The rest of his body was strong, as if in compensation for the frailty of his head; the suit of black and gold so designed that it seemed to amplify the anatomy beneath. His hands were bare, but huge: long fingered and pale. He wore a ring of elaborate design upon every finger—and upon his thumbs—and the middle finger of each hand was covered in exquisitely wrought silver sheaths, with needlepoints for nails.
She did not need him to tell her his name. She knew it the instant the mirage of innocence was dissolved. This was Christopher Carrion, the Lord of Midnight. She had been in his company without knowing it; he’d almost charmed her, in his way. But never again. Not now that she saw him clearly, never, she swore to herself, never again.
“Take hold o
f her, Letheo,” Carrion said. “I want to ask her some questions.”

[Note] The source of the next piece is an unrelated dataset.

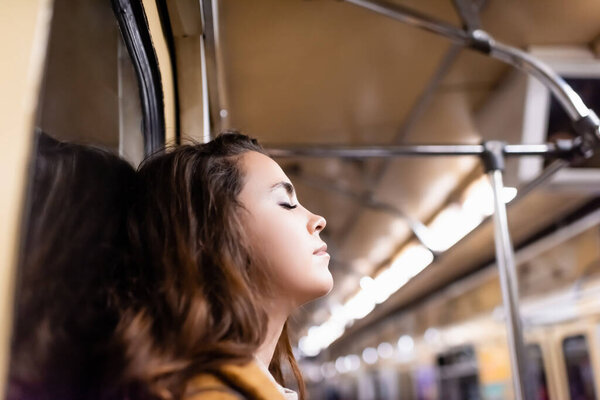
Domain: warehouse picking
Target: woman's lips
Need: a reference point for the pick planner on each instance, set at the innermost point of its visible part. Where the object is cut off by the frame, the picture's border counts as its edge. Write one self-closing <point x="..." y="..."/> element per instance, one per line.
<point x="321" y="251"/>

There was a moment of hesitation, when it seemed Letheo might not do as he’d been ordered, and Candy seized her opportunity. She made a dash for the door, her shadow thrown up against the wall by the flickering beasts in Carrion’s collar.
“Don’t waste our time trying to get out of here,” the Midnight Lord said to her. “Even if you did get out of the house, which is very unlikely, what’s waiting for you outside? Death by snow? Eaten by a Waztrill or a Sanguinius? And ask yourself: why are you running? I’m not even hurting you, am I?”
“I’d still prefer to take my chances out there, thank you very much.”
“Stupid, stupid girl,” Carrion said. “Letheo, for the last time. Take hold of her.”
Letheo looked away from Carrion and glanced at Candy. She saw the signal in his eyes. He was telling her to go.
She did just that. She ran.
“STOP HER!” Carrion roared.
For the briefest of moments she glanced back and saw that Letheo was stepping into his master’s way as Carrion moved toward the door. With one mighty backhanded blow, Carrion knocked Letheo across the room. Letheo struck the window, which shattered, and in a hail of glass shards he disappeared from sight.
“Now,” Carrion said, calling after Candy. He lifted his hand and clenched his fist, which caused all the lamps in the room and corridor to go out at once. The only source of light was now the creatures in Carrion’s collar. Their ghastly luminescence threw his shadow up against the walls.
The Lord of Midnight shook his head and proffered an indulgent little smile. “Enough, lady,” he said. “Come here. Come.”
As he spoke he lifted his arms, as if to summon Candy into an embrace.
“All I want to know is a little about your dreams,” he said.
“So you trap me in that thing—”
“The momentary? It’s usually quite painless. But you? You’re quite a piece of work, Candy Quackenbush. I hear all kinds of stories. Everywhere you go you seem to cause trouble.” He advanced toward her, his eyes transfixing her, as though he had the capacity to hold her with his gaze. “Well, you’re not going to cause trouble to me.”